Over the weekend, the Associated Press put a very silly “report” on campus diversity in California. The “report” notes that:
The effects of California’s ban, known as Proposition 209, are particularly evident at the world-renowned University of California, Berkeley campus, where the student body is highly diverse but hardly resembles the ethnic and racial fabric of the state.
Note that the same cannot be said of California’s other public universities. It’s also interesting that the article assumes the common fallacy that racial statistics must mirror statwide racial makeup in order to achieve “proper” diversity. Even the very broad Grutter opinion was never willing to go that far.
But the most misleading aspect of this “report” is how it ignores that (1) offers of admission to underrepresented minority students have risen under 209; (2) the gap between underrepresented high school graduates gaining admittance to the UC system now versus before 209 has shrunk considerably; and (3) underrepresented minorities are more likely to graduate from a UC school now than before 209 was enacted. To be fair, buried in the next to last paragraph we learn that “the number of Hispanic students at UC’s nine undergraduates has been steadily increasing.” [That, as the lead story, would have made an interesting article.]

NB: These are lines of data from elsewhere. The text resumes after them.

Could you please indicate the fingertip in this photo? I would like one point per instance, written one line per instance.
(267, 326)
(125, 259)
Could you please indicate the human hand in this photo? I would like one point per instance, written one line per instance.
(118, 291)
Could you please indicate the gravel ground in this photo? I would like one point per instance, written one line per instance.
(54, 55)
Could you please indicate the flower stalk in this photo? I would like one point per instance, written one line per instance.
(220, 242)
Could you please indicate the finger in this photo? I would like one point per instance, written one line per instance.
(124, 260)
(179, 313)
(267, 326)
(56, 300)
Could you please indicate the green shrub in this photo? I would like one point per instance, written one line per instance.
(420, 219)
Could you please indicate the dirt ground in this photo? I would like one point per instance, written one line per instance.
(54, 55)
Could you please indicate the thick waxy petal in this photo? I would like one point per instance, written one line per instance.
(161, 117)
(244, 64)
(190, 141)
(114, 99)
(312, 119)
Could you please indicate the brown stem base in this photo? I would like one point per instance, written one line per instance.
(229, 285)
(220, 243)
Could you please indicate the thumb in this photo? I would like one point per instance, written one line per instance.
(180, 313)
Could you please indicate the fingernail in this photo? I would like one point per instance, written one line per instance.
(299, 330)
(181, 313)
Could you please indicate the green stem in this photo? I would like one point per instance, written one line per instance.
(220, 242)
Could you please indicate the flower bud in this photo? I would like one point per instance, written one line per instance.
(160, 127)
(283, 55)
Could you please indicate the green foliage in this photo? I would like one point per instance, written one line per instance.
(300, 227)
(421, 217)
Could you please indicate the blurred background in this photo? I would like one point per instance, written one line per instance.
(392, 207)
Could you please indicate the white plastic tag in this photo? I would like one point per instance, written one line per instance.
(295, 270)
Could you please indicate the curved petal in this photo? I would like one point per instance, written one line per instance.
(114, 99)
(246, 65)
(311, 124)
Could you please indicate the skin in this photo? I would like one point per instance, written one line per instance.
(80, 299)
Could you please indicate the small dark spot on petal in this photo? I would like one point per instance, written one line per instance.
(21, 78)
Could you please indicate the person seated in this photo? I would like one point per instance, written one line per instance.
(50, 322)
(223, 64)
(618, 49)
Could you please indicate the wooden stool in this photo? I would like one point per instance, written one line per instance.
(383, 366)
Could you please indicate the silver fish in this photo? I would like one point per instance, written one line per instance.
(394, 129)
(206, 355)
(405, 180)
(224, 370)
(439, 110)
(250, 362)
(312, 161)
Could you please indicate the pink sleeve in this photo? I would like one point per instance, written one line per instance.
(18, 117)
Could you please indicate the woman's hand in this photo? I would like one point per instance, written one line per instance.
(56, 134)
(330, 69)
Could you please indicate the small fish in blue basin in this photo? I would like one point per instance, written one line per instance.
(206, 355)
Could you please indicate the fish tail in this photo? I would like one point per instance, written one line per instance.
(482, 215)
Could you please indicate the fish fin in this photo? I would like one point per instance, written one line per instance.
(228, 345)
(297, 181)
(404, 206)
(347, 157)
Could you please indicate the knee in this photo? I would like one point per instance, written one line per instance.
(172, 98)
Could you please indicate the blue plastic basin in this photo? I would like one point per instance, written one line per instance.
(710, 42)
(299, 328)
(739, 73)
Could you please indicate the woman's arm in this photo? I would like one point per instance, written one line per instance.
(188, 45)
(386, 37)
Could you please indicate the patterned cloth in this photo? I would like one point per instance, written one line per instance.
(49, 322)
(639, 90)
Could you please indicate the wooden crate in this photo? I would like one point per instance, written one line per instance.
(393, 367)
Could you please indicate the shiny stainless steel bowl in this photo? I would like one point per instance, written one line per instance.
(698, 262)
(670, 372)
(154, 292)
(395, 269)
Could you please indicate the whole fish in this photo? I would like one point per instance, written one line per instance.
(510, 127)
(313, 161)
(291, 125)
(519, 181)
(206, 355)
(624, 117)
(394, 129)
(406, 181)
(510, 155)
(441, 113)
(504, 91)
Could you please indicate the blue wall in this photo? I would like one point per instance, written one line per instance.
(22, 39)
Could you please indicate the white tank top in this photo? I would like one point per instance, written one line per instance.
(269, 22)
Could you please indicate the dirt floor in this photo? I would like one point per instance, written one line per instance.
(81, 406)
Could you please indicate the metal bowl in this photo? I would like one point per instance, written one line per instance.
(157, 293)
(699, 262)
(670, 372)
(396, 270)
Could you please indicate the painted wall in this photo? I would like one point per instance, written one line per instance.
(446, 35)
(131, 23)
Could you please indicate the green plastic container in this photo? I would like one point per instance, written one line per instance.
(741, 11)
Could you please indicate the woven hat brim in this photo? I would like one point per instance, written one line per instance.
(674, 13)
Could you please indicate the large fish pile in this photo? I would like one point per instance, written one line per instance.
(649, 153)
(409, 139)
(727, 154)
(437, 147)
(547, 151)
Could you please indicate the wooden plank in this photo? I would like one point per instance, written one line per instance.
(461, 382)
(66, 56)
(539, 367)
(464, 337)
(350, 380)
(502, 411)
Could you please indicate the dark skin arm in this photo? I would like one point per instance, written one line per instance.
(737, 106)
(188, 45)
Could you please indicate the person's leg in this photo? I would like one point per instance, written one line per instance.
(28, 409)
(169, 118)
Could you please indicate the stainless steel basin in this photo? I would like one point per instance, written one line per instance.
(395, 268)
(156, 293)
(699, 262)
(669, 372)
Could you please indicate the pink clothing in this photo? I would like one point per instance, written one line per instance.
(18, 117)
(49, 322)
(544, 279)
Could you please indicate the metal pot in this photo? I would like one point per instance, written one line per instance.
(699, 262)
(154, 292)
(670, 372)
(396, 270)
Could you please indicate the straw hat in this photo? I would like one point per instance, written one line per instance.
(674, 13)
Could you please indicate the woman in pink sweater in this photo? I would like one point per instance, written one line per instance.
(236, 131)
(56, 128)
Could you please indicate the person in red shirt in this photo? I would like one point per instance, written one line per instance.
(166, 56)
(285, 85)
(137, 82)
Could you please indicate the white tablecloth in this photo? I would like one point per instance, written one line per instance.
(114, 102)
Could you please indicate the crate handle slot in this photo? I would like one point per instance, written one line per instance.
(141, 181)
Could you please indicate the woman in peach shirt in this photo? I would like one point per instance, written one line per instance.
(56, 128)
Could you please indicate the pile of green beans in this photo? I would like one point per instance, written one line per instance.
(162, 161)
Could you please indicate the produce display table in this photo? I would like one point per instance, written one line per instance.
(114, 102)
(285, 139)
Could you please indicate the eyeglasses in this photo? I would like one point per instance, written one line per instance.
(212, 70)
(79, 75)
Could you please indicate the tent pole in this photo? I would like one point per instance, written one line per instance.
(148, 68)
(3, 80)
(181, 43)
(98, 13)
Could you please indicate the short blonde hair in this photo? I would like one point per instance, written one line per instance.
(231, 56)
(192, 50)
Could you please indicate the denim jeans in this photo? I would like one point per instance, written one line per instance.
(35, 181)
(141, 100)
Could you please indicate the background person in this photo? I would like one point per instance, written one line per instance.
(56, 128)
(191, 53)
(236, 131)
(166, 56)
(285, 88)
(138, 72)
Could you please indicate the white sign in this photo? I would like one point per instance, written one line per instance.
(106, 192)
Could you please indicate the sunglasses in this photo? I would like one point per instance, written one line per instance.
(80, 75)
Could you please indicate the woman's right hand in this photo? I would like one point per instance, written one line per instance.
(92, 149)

In other words, the “report” ignores every UC school not named UC-Berkeley, and ignores that minorities have been achieving much more success across all of California’s public universities since 209 was enacted. Over at the National Review, Roger Clegg noticed the same problems. He writes:
What has changed in California since it has gotten rid of admissions discrimination is not that fewer Latinos and African Americans are getting into the state’s public universities, but that they are going to schools where their academic qualifications are on par with the other students’.
There’s nothing wrong with that — to the contrary, it’s fairer to the Asian and white kids who used to be discriminated against, and it’s better for the Latino and African American kids, too, since their grades, graduation, and other indices of performance have all gone up.